Tri-Med's purpose is to facilitate the detection and treatment of H.pylori globally.

It is estimated that over 4.5 billion people throughout the world are currently infected with the bacteria. If left untreated, H.pylori, can cause gastric ulcers.


What is H.pylori ?

What is H.pylori ?

H.pylori is a bacteria which lives only in the lining of the stomach and is one of the most common chronic infections in humans. The importance of H. pylori was unrecognised until 1982, when two Australian doctors (Barry Marshall and Robin Warren), discovered that the germ was almost always present in patients with gastritis (inflammation of the stomach) and ulcers. Doctors now believe that H.pylori is associated with most stomach ulcers and almost all duodenal ulcers. H.pylori causes inflammation of the stomach lining and weakens the natural protection against stomach acid, which may then cause an ulcer. If stomach acid is reduced with medications, an ulcer may heal, but it tends to come back once the medication is stopped. However, if H.pylori is treated successfully with antibiotics, an ulcer can be permanently cured.
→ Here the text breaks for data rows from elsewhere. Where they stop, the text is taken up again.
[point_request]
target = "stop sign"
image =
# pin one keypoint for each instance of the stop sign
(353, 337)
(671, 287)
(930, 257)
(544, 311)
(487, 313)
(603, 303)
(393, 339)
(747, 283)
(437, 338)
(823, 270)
This means that the ulcer medication may no longer be needed.

Does H.pylori always cause ulcers?

H.pylori does not always cause ulcers to form but almost always produces inflammation of the stomach lining. Some people with H.pylori infection do not have any symptoms, but many report nausea, gas, bloating and burning stomach pain. Doctors believe that H.pylori may be responsible for many of these symptoms.
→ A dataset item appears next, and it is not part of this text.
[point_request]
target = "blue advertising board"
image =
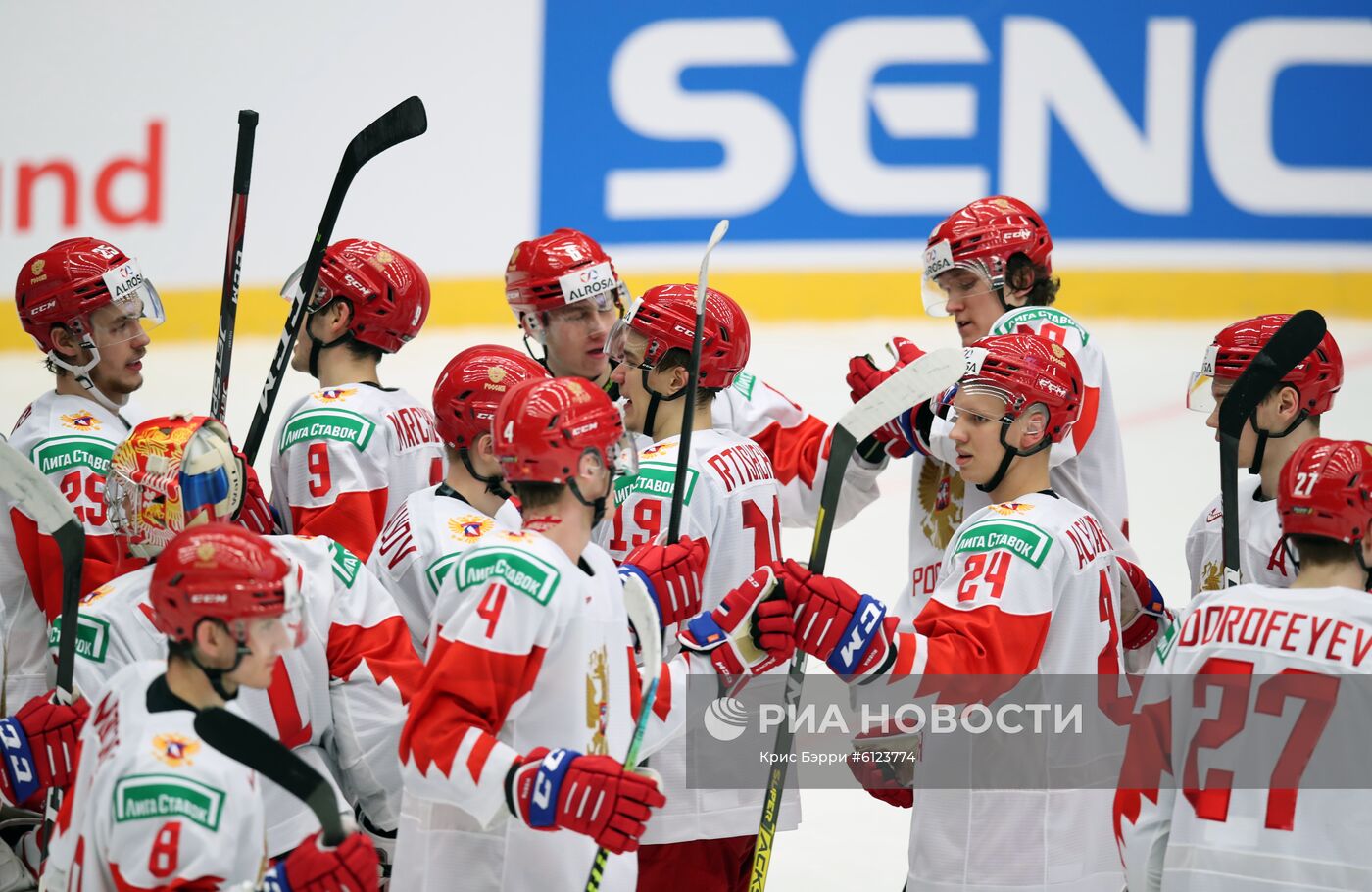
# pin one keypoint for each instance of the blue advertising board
(873, 120)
How common is H.pylori infection?

H.pylori infection occurs throughout the world, in every part of society and in every age group. About 30% of the Australian population has the infection, which is more common with advancing age and is rare in children. Once infected with H.pylori, a person usually continues to carry the germ unless certain medications are used to cure the infection.

How did I get it and can I spread it?

Most people with H. pylori have acquired the infection during childhood, but continue to carry it throughout their life. H.pylori appears to be passed from person-to-person. It is more common in spouses of infected patients than in the general population. It is also common in places where sanitation is poor and where crowded living conditions exist. It is not clear exactly how a person gets H.pylori, but it may be through swallowing infected food or water. H.pylori is not found naturally in animals, so pets do not seem important in the spread of the infection. Careful personal hygiene (through hand washing, use of separate personal items such as eating utensils, glassware, etc.) probably is the best way to reduce person-to-person spread of H.pylori.
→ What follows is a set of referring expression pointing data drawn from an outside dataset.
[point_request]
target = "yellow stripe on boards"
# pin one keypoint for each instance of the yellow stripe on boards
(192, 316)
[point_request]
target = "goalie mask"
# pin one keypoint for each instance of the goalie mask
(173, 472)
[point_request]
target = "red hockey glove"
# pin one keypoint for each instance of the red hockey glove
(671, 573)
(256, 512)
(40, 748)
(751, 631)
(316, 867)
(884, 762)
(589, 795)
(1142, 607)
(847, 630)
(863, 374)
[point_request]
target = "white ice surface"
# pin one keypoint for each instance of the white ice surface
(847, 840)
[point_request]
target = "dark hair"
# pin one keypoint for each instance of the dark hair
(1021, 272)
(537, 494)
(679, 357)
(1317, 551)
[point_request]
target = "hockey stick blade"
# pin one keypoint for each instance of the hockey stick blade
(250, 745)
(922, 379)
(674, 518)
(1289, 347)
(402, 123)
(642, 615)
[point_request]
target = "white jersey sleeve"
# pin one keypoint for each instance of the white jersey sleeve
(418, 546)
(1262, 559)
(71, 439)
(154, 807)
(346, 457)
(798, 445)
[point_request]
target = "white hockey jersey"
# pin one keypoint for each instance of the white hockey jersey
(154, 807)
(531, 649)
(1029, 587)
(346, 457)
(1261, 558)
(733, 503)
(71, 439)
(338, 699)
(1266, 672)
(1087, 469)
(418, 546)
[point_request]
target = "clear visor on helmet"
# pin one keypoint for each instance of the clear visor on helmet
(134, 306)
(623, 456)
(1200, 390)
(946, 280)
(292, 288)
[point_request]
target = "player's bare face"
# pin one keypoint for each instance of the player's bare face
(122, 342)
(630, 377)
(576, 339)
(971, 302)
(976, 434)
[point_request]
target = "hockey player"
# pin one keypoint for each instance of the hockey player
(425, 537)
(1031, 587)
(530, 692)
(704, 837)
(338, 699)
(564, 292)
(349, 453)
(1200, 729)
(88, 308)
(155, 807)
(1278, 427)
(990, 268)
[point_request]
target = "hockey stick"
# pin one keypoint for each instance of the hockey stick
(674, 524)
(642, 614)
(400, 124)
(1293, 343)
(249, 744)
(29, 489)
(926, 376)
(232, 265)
How is H. pylori infection diagnosed?

There are several ways to determine the presence of H.pylori:

  • Blood tests can be used to determine the presence of antibodies to the bacteria. These tests tell if person has ever had the infection but do not prove that the infection is still present. A biopsy of the stomach can be used to determine the presence of H.pylori.
  • A biopsy is obtained during an examination of the stomach with a flexible scope. The biopsy is examined by a pathologist under a microscope to look for the presence of H.pylori, or more easily by a Rapid Urease Test where a sample of the stomach is mixed with a slide with a colour change indicating that H.pylori is active in the stomach.
  • The urea breath test whereby a sample of the patients breath is captured and analysed for the presence of H.pylori.

How is it treated?

Treatment protocols for H.pylori will differ by region as there will be differences in strains and infection loads.
The current conventional approach is usually initiated by the physician with the regime commencing with one course of standard 7-days triple therapy with Clarithromycin, Esomeprazole and Amoxicillin as the first-line treatment. Triple therapy is a combination of medications consisting of a proton pump inhibitor (e.g. esomeprazole, rabeprazole), used to suppress the acid production (heart burn and acid reflux etc.) taken along with two other commonly available antibiotics.

The choice of antibiotics used for an infected patient has to be carefully assessed and decided by your medical professional.